- Tuesday, April 18, 2023

Like all my fellow Governors, I’ve sworn an oath to uphold our state and federal constitutions, but that responsibility is a little different here in Alaska.

In Alaska, our resources collectively belong to the people and my charge as Governor under Article 8 of our constitution is to ensure that these resources are developed “for the maximum benefit of its people.”

This collective ownership of resources is unique among all states, and in fact is our entire justification for statehood.

Before Alaska was admitted to the Union, we had less than a quarter of a million people spread out over nearly 680,000 square miles and there were many in Congress who believed that we would not be able to support ourselves without massive federal subsidies.

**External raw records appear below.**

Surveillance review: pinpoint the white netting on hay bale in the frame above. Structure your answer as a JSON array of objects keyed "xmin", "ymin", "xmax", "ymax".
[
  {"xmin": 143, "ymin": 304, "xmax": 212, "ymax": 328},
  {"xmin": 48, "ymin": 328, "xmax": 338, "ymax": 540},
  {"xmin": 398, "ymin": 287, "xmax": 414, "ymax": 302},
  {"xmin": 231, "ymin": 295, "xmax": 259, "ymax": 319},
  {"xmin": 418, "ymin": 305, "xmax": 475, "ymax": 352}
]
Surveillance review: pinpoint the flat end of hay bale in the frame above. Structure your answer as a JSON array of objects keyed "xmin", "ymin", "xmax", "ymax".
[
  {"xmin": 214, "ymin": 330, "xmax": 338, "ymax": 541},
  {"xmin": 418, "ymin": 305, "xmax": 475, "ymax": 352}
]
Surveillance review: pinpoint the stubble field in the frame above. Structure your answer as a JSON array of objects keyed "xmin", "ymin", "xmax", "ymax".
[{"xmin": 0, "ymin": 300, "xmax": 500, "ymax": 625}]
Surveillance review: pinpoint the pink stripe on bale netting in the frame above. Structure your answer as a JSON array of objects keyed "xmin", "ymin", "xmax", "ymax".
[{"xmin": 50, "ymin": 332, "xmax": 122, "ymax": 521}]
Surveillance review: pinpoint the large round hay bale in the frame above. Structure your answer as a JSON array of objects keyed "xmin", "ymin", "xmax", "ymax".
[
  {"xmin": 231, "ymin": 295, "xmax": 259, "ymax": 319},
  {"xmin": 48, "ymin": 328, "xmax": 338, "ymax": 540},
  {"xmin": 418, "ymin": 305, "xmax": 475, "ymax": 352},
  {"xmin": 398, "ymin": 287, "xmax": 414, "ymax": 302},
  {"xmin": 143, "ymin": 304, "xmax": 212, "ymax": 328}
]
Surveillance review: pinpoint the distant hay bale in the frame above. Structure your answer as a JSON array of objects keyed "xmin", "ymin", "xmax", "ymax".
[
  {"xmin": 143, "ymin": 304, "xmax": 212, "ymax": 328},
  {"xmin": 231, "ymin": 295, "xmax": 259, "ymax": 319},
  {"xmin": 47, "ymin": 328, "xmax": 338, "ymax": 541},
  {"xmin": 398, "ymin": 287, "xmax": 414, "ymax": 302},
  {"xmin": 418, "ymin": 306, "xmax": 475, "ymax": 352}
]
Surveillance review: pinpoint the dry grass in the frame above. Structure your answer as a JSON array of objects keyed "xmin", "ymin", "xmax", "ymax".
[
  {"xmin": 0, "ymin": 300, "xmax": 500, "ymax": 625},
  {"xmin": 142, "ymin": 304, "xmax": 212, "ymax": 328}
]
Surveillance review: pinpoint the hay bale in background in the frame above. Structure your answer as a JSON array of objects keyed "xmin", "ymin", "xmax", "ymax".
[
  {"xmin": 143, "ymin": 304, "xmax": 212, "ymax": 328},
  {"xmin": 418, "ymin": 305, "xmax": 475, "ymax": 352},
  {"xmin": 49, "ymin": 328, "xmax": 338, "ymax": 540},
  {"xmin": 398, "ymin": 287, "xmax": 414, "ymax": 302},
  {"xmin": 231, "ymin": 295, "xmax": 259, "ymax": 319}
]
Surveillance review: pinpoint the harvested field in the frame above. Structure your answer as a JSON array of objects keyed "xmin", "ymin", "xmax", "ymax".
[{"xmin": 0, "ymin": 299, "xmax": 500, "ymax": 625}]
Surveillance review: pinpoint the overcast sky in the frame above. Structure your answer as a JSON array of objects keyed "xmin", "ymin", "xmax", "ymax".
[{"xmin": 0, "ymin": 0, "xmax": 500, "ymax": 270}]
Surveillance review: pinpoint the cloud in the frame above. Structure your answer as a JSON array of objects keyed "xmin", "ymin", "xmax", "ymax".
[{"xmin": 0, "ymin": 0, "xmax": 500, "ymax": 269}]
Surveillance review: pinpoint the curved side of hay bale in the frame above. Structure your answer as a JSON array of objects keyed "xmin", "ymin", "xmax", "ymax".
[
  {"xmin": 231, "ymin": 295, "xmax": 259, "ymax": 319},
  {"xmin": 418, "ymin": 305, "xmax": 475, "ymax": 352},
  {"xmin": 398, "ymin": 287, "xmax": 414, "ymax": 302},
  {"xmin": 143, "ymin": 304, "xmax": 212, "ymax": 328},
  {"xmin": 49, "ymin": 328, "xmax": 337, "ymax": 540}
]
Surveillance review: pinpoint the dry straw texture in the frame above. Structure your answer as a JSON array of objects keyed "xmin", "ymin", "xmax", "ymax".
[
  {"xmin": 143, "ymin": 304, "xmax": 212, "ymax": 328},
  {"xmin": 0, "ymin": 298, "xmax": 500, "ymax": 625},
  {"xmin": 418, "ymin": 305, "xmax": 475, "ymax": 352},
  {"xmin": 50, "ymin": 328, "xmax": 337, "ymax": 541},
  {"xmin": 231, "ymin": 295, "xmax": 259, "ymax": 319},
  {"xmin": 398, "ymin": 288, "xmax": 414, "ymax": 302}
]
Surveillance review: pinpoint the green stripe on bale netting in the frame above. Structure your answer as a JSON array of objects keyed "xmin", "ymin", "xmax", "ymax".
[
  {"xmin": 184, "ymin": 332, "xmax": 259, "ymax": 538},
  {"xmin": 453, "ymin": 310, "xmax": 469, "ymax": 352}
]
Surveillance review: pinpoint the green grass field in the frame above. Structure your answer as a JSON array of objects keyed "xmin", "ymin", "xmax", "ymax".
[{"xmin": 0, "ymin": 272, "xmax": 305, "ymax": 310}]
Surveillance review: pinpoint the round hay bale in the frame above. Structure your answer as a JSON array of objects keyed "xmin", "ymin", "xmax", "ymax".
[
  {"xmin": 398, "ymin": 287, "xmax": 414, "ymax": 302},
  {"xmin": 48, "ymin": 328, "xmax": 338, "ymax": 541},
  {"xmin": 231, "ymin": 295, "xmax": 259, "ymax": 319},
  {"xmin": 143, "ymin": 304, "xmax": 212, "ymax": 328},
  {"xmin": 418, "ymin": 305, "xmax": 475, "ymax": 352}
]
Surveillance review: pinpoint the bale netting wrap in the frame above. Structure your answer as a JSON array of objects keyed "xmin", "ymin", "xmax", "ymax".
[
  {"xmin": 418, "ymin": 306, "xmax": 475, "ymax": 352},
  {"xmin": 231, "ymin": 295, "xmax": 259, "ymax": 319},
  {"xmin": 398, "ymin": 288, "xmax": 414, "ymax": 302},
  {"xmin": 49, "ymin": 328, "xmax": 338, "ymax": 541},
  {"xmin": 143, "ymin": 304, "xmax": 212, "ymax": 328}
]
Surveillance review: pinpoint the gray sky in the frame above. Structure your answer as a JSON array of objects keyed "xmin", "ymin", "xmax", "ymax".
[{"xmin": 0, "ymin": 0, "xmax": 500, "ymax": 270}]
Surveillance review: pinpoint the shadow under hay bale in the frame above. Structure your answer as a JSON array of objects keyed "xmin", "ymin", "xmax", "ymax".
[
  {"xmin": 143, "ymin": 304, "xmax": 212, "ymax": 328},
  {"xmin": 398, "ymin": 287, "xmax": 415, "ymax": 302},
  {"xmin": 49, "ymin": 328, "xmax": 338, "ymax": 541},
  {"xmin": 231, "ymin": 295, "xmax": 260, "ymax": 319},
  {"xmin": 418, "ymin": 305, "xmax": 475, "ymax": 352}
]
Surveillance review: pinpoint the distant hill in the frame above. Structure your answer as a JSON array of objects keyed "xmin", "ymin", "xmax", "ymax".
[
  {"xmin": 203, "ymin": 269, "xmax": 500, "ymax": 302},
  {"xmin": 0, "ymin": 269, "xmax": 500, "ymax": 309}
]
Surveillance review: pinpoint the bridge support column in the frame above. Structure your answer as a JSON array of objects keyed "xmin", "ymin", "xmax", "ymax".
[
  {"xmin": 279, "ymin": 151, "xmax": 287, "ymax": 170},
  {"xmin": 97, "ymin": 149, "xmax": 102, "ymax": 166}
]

The discovery of oil in Cook Inlet in 1957 changed that perspective, and two years later Alaska became the 49th State under a compact with the federal government that we would be allowed to develop our resources.

More than 64 years later, however, the federal government has not lived up to its promises under the Statehood Act. Instead, all too often, it feels like Alaska is being sanctioned by our own government.

If that sounds like hyperbole, consider that while this administration vacillated over whether to approve the Willow project here in Alaska, it was making futile entreaties to Saudi Arabia to increase production, lifting sanctions on Venezuela, and draining our Strategic Petroleum Reserve to record lows.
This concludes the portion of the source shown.